Enfin, le sous-financement persistant, le manque d’investissement des politiques publiques dans la prévention, la promotion de la santé et l’éducation pour la santé, en comparaison avec le secteur curatif, sont des freins majeurs pour le développement des actions en promotion de la santé en Belgique francophone.
Espoirs et défis
Les espoirs
- Les valeurs de la Charte d’Ottawa offrent des occasions d’alliances avec d’autres secteurs ayant des valeurs identiques. D’autres branches valorisent en effet l’action complexe, l’intelligence collective, traitent de la question des inégalités sociales et de la cohésion sociale. Le secteur du développement durable en est un exemple.
- Des alliances sont aussi possibles avec la première ligne de soins, en particulier le secteur de la prévention des maladies chroniques, des grands plans de prévention et de suivi de ces maladies. La promotion de la santé pénètre de plus en plus dans le secteur du soin et dans la médecine générale.
- L’accès facilité aux connaissances et aux informations, et les outils pour l’action politique intersectorielle, tels que l’évaluation de l’impact sur la santé (EIS), représentent des perspectives prometteuses pour la promotion de la santé.
Les défis
Appliquer la «Santé dans toutes les politiques »
• Favoriser les programmes transversaux, tout en conservant la professionnalisation et l’organisation du secteur spécifique de la promotion de la santé;
• Augmenter les compétences pour l’action intersectorielle aux différents paliers, notamment adapter le vocabulaire, les méthodologies aux mondes des autres secteurs tout en conservant le focus ‘santé’.
Développer de nouveaux modes de construction et de diffusion des connaissances propres à la promotion de la santé
• Croiser les expertises des publics concernés, des professionnels et des scientifiques;
• Articuler les connaissances issues de la recherche et des expériences internationales avec les savoirs issus de la pratique des professionnels et des populations locales.

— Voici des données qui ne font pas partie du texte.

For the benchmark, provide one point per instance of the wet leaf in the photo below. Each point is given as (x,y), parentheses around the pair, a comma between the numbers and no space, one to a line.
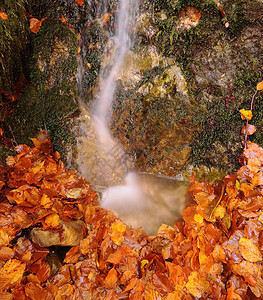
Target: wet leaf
(3,15)
(35,24)
(52,220)
(80,2)
(12,270)
(248,129)
(249,250)
(111,278)
(246,114)
(260,86)
(105,18)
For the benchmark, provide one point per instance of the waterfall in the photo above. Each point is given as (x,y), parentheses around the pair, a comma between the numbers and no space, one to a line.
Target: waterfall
(117,197)
(122,43)
(144,200)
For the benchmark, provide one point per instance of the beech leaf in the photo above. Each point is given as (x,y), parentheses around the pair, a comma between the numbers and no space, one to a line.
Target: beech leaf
(246,114)
(260,86)
(249,250)
(3,15)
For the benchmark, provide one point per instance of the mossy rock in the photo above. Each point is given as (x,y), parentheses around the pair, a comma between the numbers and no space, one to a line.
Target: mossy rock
(51,98)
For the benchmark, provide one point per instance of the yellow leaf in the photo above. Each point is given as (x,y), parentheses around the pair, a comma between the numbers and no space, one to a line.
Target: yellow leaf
(246,114)
(220,211)
(3,15)
(4,238)
(45,201)
(194,285)
(13,270)
(112,277)
(198,218)
(105,18)
(260,86)
(249,250)
(52,220)
(144,262)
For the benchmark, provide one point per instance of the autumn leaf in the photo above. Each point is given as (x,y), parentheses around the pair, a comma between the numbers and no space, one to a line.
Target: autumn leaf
(260,86)
(13,270)
(35,24)
(248,129)
(246,114)
(105,18)
(111,278)
(249,250)
(52,220)
(62,19)
(3,15)
(80,2)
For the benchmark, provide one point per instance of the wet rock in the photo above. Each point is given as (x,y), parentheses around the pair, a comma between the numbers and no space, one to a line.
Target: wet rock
(71,235)
(147,201)
(152,99)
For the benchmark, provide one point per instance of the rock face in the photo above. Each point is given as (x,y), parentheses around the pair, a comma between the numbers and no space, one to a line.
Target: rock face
(178,93)
(151,91)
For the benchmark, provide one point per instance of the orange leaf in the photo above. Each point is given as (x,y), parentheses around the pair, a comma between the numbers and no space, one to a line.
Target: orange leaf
(195,17)
(3,15)
(105,18)
(249,250)
(52,220)
(260,86)
(111,278)
(62,19)
(246,114)
(80,2)
(35,24)
(248,129)
(12,270)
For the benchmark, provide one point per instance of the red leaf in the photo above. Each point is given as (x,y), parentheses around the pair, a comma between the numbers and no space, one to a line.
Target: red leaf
(80,2)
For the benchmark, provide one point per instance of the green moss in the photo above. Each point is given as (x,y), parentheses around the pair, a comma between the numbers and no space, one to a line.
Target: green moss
(51,97)
(13,43)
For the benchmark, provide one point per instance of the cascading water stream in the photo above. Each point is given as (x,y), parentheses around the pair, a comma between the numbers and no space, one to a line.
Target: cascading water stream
(116,197)
(144,200)
(122,43)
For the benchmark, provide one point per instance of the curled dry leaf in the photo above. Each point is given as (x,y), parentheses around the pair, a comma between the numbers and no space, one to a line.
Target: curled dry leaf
(260,86)
(249,250)
(80,2)
(246,114)
(248,129)
(3,15)
(35,24)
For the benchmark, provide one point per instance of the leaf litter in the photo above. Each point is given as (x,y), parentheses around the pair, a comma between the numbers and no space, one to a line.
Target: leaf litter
(214,253)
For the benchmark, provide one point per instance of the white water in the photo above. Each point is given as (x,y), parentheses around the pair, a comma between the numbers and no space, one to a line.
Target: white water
(144,200)
(122,43)
(118,197)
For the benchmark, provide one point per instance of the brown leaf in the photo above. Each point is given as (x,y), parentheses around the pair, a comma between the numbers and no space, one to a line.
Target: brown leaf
(35,24)
(260,86)
(111,278)
(80,2)
(3,15)
(249,250)
(12,270)
(248,129)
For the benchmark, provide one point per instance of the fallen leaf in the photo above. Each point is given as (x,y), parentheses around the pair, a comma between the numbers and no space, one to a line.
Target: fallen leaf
(12,270)
(246,114)
(249,250)
(80,2)
(111,278)
(52,220)
(3,15)
(105,18)
(35,24)
(260,86)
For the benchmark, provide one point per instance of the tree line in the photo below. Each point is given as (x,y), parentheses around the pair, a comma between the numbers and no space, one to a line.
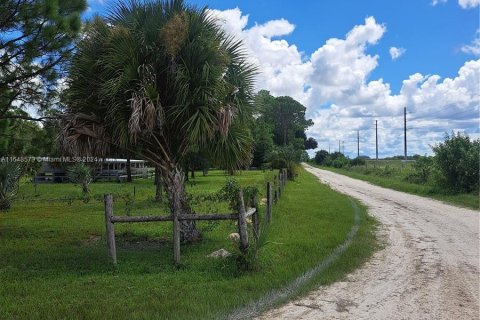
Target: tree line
(155,80)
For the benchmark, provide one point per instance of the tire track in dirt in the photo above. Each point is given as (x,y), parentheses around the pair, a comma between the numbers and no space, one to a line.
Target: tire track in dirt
(429,268)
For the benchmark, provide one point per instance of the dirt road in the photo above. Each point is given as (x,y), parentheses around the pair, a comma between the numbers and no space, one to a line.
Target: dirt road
(429,268)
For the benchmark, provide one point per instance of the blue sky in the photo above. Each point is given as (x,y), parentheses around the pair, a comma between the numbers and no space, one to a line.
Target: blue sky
(336,58)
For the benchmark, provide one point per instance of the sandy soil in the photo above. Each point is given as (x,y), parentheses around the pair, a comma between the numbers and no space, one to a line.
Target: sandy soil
(429,268)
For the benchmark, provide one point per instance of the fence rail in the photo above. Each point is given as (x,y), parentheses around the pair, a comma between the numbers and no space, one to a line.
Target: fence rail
(241,217)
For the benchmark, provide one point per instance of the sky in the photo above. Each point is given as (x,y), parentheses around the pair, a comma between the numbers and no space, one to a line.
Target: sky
(351,63)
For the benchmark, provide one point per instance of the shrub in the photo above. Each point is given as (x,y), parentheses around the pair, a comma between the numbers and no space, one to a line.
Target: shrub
(10,173)
(80,173)
(422,170)
(457,160)
(320,157)
(357,162)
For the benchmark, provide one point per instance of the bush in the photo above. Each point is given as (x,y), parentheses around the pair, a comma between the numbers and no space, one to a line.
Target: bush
(340,162)
(80,173)
(320,157)
(422,170)
(357,162)
(457,160)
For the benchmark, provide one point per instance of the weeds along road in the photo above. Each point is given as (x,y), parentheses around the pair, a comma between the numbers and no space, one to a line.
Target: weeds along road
(427,269)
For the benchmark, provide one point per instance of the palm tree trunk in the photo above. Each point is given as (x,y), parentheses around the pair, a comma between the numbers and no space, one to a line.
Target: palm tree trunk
(129,169)
(158,184)
(177,200)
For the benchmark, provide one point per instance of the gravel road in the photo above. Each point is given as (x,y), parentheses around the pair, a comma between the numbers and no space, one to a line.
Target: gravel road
(428,269)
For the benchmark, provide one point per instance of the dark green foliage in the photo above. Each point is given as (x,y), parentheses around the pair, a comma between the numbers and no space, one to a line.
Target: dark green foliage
(26,138)
(10,173)
(457,159)
(311,143)
(422,170)
(320,157)
(36,39)
(357,162)
(80,173)
(278,130)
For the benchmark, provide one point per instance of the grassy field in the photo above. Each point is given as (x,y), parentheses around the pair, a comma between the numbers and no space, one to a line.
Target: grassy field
(391,174)
(54,263)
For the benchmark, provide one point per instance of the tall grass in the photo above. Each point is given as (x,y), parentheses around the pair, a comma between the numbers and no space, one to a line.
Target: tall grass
(394,174)
(54,262)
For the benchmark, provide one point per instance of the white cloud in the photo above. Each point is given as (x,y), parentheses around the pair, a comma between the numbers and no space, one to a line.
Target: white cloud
(333,83)
(474,46)
(396,53)
(467,4)
(435,2)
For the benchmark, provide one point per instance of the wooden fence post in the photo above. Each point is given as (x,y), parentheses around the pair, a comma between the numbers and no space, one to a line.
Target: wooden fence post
(268,216)
(112,251)
(176,238)
(242,224)
(255,218)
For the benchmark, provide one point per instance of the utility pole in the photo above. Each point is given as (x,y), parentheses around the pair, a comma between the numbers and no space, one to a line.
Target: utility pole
(376,139)
(405,131)
(358,143)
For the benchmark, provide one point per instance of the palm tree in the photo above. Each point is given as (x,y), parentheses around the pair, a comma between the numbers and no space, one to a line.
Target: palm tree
(10,173)
(160,77)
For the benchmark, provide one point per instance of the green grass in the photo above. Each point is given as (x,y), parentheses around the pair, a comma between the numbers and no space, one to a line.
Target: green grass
(391,174)
(54,263)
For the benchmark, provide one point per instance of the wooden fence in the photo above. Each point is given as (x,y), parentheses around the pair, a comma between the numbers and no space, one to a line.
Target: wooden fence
(241,216)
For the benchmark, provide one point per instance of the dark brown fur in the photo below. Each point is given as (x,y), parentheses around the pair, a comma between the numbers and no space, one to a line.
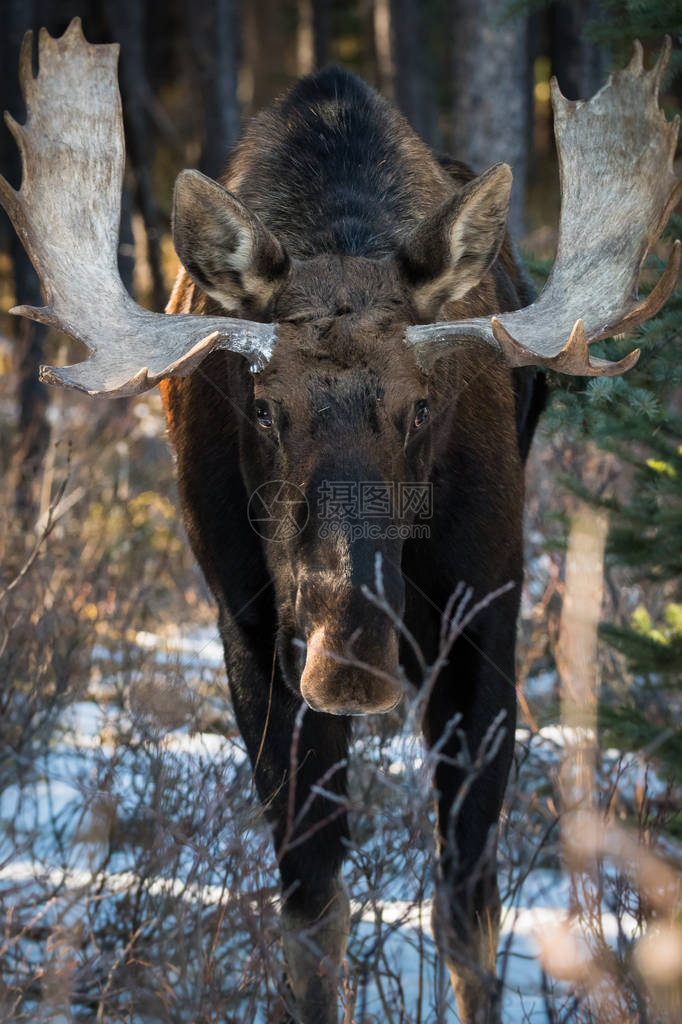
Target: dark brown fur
(340,229)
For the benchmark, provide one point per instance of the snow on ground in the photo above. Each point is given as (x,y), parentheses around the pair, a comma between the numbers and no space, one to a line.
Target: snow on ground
(53,803)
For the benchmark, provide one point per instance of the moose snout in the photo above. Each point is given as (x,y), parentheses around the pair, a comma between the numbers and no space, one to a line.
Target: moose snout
(357,678)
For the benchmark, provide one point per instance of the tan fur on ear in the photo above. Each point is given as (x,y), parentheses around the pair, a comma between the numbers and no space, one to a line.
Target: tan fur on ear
(452,249)
(225,249)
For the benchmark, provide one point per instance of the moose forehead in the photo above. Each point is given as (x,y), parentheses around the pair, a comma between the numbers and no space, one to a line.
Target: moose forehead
(336,285)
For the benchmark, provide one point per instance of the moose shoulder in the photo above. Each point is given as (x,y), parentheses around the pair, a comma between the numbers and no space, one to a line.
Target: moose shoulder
(349,321)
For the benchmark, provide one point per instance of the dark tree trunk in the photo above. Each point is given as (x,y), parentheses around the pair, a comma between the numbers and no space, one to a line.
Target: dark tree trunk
(266,67)
(493,88)
(215,38)
(34,431)
(402,64)
(580,67)
(313,34)
(322,32)
(414,85)
(127,28)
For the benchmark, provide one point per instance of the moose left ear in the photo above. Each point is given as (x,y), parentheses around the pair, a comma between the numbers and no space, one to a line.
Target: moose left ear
(225,248)
(451,250)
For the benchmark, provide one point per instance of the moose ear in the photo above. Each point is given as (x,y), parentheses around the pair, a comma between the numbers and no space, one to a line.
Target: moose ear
(451,250)
(225,249)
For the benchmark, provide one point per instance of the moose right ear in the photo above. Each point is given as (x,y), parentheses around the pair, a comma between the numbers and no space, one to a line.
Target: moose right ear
(225,249)
(451,250)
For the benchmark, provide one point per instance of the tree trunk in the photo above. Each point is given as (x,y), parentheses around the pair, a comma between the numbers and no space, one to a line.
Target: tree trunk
(414,86)
(214,32)
(127,28)
(266,66)
(493,88)
(403,66)
(581,68)
(33,426)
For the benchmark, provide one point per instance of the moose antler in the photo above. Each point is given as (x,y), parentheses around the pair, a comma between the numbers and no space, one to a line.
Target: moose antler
(67,214)
(619,187)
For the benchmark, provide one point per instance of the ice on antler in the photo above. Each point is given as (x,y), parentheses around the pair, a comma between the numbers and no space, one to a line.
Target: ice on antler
(617,190)
(67,214)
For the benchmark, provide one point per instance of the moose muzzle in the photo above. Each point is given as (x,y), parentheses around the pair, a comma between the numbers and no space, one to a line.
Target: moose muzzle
(358,677)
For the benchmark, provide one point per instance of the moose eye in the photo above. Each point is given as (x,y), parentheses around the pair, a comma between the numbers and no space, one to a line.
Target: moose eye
(422,414)
(263,414)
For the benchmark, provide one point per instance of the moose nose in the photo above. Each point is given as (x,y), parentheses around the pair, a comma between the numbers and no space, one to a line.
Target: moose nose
(360,681)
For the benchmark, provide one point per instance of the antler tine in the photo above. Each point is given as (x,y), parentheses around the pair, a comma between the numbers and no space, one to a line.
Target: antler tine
(619,188)
(67,214)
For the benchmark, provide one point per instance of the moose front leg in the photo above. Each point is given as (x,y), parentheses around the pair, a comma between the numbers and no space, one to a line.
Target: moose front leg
(301,750)
(470,721)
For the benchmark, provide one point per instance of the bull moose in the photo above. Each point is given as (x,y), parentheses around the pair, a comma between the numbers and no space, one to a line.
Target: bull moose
(350,309)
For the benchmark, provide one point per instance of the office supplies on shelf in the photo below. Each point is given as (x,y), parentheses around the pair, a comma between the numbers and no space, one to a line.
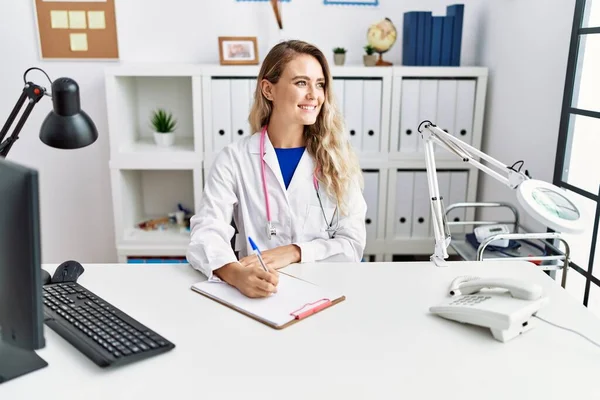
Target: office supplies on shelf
(105,334)
(258,254)
(507,313)
(295,300)
(545,202)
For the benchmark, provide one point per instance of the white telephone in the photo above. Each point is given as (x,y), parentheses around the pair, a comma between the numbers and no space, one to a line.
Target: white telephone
(508,313)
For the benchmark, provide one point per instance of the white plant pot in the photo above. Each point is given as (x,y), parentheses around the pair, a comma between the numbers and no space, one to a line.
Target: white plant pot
(339,58)
(370,60)
(164,139)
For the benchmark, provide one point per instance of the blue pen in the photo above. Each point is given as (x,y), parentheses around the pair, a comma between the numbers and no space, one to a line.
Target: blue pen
(258,254)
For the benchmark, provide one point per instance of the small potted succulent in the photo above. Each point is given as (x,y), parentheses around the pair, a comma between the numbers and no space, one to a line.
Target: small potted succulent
(370,58)
(339,55)
(163,125)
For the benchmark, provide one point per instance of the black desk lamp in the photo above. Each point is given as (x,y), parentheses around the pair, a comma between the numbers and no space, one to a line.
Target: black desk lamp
(66,127)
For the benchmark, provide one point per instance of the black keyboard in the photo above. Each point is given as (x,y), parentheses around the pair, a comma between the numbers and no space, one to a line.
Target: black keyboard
(106,335)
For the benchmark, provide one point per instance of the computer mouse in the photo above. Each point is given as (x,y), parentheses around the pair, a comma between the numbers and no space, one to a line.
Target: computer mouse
(68,271)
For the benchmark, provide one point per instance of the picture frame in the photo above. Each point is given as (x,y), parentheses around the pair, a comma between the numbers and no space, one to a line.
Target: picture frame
(238,50)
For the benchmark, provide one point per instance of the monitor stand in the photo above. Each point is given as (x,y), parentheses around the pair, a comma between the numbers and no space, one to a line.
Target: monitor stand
(15,362)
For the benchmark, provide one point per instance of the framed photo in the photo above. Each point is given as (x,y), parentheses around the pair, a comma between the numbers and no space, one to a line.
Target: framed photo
(238,50)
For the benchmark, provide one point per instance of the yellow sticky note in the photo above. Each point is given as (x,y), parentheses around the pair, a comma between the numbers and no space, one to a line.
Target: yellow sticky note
(78,41)
(96,20)
(59,19)
(77,20)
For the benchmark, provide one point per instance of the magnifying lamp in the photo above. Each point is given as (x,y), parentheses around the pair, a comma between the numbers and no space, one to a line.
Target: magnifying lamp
(545,202)
(67,126)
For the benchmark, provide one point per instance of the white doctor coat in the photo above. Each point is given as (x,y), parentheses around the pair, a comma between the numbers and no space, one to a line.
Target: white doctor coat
(233,189)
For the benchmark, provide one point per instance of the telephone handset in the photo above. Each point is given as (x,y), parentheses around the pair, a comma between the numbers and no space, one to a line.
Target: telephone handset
(506,306)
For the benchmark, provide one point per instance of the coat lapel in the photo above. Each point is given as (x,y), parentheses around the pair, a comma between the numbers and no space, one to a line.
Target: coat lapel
(270,158)
(304,171)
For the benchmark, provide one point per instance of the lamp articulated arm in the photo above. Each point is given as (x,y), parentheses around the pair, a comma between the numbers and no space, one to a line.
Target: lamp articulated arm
(432,134)
(32,93)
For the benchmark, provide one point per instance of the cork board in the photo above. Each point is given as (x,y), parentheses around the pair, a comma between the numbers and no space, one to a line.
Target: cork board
(77,29)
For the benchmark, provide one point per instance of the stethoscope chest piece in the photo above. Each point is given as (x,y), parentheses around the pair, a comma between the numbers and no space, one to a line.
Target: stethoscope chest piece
(271,231)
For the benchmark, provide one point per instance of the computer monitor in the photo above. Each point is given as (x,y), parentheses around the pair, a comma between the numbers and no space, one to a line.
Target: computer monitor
(21,306)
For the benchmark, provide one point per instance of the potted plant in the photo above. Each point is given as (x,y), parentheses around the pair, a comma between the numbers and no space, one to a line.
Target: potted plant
(370,59)
(163,125)
(339,55)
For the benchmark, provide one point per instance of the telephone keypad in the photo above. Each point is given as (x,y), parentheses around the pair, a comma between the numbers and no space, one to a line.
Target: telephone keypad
(468,300)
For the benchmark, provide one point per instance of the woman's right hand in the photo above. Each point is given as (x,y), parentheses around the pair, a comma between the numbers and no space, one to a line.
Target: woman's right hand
(251,282)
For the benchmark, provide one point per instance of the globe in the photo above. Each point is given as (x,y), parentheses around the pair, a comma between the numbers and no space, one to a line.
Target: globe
(382,36)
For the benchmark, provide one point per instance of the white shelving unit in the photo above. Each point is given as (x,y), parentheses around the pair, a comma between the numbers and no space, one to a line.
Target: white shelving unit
(383,107)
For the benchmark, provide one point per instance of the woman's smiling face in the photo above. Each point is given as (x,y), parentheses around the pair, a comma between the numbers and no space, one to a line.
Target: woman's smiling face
(300,91)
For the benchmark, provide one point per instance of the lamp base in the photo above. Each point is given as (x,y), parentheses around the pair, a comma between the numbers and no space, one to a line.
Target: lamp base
(438,262)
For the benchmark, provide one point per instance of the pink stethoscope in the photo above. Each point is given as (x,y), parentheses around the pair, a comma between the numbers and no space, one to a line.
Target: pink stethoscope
(271,231)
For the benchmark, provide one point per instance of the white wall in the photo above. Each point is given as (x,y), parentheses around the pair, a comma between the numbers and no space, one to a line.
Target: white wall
(527,63)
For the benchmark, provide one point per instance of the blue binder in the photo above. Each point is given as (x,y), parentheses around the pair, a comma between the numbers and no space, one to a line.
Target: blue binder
(427,40)
(436,40)
(409,38)
(421,38)
(457,11)
(447,32)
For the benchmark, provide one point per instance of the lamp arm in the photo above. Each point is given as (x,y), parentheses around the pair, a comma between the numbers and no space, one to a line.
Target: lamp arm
(432,134)
(32,92)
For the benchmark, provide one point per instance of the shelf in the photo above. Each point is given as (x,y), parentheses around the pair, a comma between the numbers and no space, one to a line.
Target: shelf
(145,154)
(142,195)
(170,236)
(182,145)
(134,98)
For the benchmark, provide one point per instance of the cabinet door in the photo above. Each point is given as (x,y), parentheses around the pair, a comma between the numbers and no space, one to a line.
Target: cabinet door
(446,107)
(408,137)
(371,132)
(427,106)
(240,107)
(353,110)
(371,194)
(458,194)
(221,113)
(421,207)
(405,181)
(465,108)
(338,93)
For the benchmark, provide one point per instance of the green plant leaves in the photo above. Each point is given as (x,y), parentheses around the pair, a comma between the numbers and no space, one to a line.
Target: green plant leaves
(163,121)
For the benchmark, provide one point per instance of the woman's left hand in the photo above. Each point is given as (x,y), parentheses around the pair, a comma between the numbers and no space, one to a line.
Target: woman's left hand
(276,258)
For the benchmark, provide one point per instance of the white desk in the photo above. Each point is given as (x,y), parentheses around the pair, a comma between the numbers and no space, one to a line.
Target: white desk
(380,343)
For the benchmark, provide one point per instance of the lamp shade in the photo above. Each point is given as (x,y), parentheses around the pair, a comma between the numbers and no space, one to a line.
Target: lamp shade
(551,206)
(67,126)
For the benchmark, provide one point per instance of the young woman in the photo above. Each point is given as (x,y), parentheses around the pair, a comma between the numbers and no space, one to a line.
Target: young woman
(294,186)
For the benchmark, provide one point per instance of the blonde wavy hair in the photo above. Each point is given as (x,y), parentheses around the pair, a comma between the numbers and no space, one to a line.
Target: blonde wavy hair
(326,140)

Contribuer à la lutte contre les inégalités sociales
• Renforcer le continuum ‘promotion de la santé-prévention-soins’, c’est-à-dire l’accompagnement dans et en-dehors du système de santé, tout au long du parcours de vie des individus;
• Conserver l’enfance comme cible prioritaire;
• Accroître l’universalisme proportionné dans les programmes et politiques;
• Prendre en compte la dimension territoriale des inégalités;
• Agir globalement sur les facteurs individuels, collectifs et contextuels.